Streep has graced the stage and screen for more than three decades. She first took to the stage her sophomore year at Vassar College, when she landed the lead in "Miss Julie". Yale School of Drama followed and soon she was traveling the same path of many young actors that led to New York City.

 

A woman of many faces and voices

 

She made her professional debut in the New York Shakespeare Festival's 1975 staging of "Trelawny of the Wells", alongside other names that are well-known today, including John Lithgow, Mary Beth Hurt and Mandy Patinkin. That was followed by production after production that showed her versatility. 

 

Miramax Films
Streep received an Oscar nomination for her role in 2008's "Doubt".

 

"I thought of myself as actor," Streep says. "I could play a man, I could play a woman, I could play an old fat person. I could play a young slim person. I thought of myself as malleable, as clay."
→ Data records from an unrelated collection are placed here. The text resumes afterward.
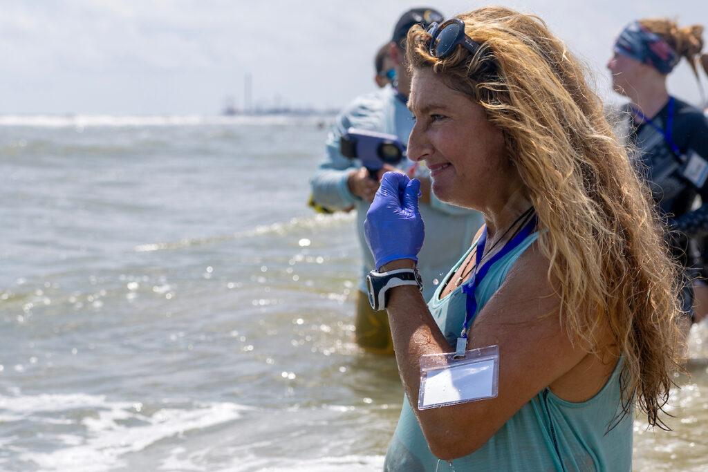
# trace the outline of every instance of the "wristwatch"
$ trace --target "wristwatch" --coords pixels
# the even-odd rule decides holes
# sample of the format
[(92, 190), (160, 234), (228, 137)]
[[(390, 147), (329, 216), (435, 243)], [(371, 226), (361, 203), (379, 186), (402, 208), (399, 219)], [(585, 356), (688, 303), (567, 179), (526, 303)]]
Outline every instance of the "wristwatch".
[(389, 272), (372, 270), (366, 276), (366, 287), (369, 291), (369, 303), (375, 310), (386, 309), (389, 289), (401, 285), (417, 285), (423, 292), (423, 280), (418, 268), (396, 269)]

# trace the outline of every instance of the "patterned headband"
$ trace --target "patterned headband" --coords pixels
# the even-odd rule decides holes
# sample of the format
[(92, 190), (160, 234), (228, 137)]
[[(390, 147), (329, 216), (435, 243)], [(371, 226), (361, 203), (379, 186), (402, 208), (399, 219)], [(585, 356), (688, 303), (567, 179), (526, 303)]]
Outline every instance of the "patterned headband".
[(649, 31), (639, 21), (629, 23), (620, 33), (615, 52), (653, 66), (661, 74), (673, 71), (681, 59), (661, 36)]

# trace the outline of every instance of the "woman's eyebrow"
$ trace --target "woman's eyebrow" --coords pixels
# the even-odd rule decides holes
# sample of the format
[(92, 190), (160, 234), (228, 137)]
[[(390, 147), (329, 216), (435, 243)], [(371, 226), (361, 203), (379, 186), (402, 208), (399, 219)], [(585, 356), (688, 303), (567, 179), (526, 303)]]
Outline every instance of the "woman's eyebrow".
[(415, 113), (415, 112), (426, 113), (431, 110), (447, 110), (447, 106), (444, 103), (430, 102), (429, 103), (426, 103), (421, 108), (418, 108), (411, 100), (409, 100), (408, 109), (411, 113)]

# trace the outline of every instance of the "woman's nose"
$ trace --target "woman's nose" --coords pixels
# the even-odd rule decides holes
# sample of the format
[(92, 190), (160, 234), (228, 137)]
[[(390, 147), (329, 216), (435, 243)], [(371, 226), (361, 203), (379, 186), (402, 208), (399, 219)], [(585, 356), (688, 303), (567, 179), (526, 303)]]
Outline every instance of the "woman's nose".
[(423, 161), (427, 155), (422, 133), (417, 128), (417, 125), (413, 127), (411, 136), (408, 138), (408, 159), (413, 162)]

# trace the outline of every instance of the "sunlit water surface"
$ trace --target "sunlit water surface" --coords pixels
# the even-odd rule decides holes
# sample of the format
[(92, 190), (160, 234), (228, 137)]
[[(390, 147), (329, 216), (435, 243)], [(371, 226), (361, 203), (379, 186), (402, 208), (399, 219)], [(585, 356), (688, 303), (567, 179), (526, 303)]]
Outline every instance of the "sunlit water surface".
[[(328, 119), (0, 120), (0, 469), (375, 471), (402, 391), (353, 343)], [(706, 326), (637, 471), (706, 469)]]

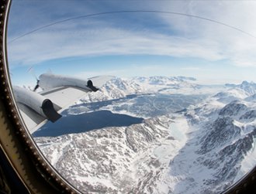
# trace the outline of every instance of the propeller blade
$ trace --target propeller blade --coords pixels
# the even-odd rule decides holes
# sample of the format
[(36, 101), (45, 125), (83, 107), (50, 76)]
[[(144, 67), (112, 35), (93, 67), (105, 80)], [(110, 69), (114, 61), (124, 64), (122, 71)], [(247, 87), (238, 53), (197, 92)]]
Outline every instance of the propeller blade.
[(39, 87), (39, 80), (36, 79), (36, 85), (35, 86), (34, 90), (33, 90), (35, 92), (38, 87)]

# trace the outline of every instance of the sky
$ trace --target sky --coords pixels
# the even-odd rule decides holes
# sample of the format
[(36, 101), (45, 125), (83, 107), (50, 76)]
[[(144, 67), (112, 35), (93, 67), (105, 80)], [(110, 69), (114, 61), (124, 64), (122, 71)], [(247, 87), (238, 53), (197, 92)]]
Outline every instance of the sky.
[(52, 72), (256, 82), (255, 9), (254, 1), (12, 0), (11, 80), (31, 86)]

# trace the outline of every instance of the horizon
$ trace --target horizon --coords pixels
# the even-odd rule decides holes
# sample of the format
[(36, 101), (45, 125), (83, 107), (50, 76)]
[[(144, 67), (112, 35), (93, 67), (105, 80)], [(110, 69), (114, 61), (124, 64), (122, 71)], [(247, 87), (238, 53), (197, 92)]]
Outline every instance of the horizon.
[[(13, 0), (7, 40), (12, 83), (32, 84), (35, 75), (49, 70), (79, 77), (182, 75), (205, 84), (256, 82), (256, 2), (219, 2)], [(35, 75), (28, 72), (31, 66)]]

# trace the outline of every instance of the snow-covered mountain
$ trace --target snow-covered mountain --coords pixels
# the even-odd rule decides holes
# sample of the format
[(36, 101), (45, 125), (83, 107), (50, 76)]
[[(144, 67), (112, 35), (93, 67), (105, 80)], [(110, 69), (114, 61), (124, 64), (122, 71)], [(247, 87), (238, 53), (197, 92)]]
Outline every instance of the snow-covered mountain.
[[(35, 140), (85, 193), (218, 193), (254, 167), (254, 87), (207, 88), (186, 77), (116, 78), (65, 117), (110, 110), (143, 122)], [(204, 90), (206, 96), (177, 95)]]
[[(97, 93), (90, 93), (76, 104), (119, 99), (130, 94), (205, 94), (206, 90), (195, 83), (195, 79), (185, 77), (136, 77), (130, 79), (113, 78)], [(207, 94), (213, 93), (209, 88)]]

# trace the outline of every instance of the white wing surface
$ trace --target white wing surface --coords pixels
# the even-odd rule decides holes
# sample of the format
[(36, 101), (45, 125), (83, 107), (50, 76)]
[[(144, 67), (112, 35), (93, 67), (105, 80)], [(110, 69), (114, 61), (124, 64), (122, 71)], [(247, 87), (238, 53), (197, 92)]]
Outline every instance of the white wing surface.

Soon she was shaping herself into film characters. The stunning 60-year-old has transformed herself with each role, from an elegant baroness in "Out of Africa" to an angry drunk in "Ironweed" to a lesbian in "Manhattan". She became a Polish concentration camp survivor in "Sophie's Choice", earning an Oscar and acclaim that continues for her ability to do accents.

Her first Oscar arrived for the 1979 custody battle film "Kramer vs. Kramer". Streep plays Joanna, a mother who chooses to give up custody of her son to her ex-husband, played by Dustin Hoffman. She re-wrote some of the dialogue, after pointing out to the director that Joanna was too evil.

She's never directed but jokes that many directors would say she has due to her obsessive involvement during filming.

Taking an active role in charitable causes

 

Streep is equally passionate about social issues. In the late 1980s, she and her Connecticut neighbors banded together to ensure that children had access to sustainably produced food that was not tainted by pesticides.

 

"We contacted Julia Child," Streep recalls, "thinking that she would be very sympathetic to our aims. And she was very cranky and unsympathetic as it turned out. At first. But then she changed her mind."

The group, called Mothers and Others, brought attention to children's environmental health for 10 years before becoming inactive. Streep has continued to support a wide range of causes, including children and hunger, human rights and the environment as well as fighting AIDS and animal abuse.

Last month, she lent her celebrity status to Haitian relief efforts. She revealed that the dress she wore at the Golden Globes award ceremony will be sold at a charity auction to raise money for victims of the disaster. Later, she joined Morgan Freeman, Julia Roberts and other stars to film a public service announcement. Streep also appeared in a TV campaign to aid Darfur in 2006.

An extraordinary ordinary woman

Decades of memorable characters prompted Streep's peers at the American Film Institute to give her a Life Achievement award a few years ago. Last year, she received a career award from the Rome Film Festival.

Film director Mike Nichols said of her, "Meryl's got to be one of those phenomena, like Garbo, that happen once in a generation." 

Yet despite her success as an actress and her worldwide recognition, Streep remains modest and realistic. "I try to lead as ordinary a life as I can. You can't get spoiled if you do your own ironing."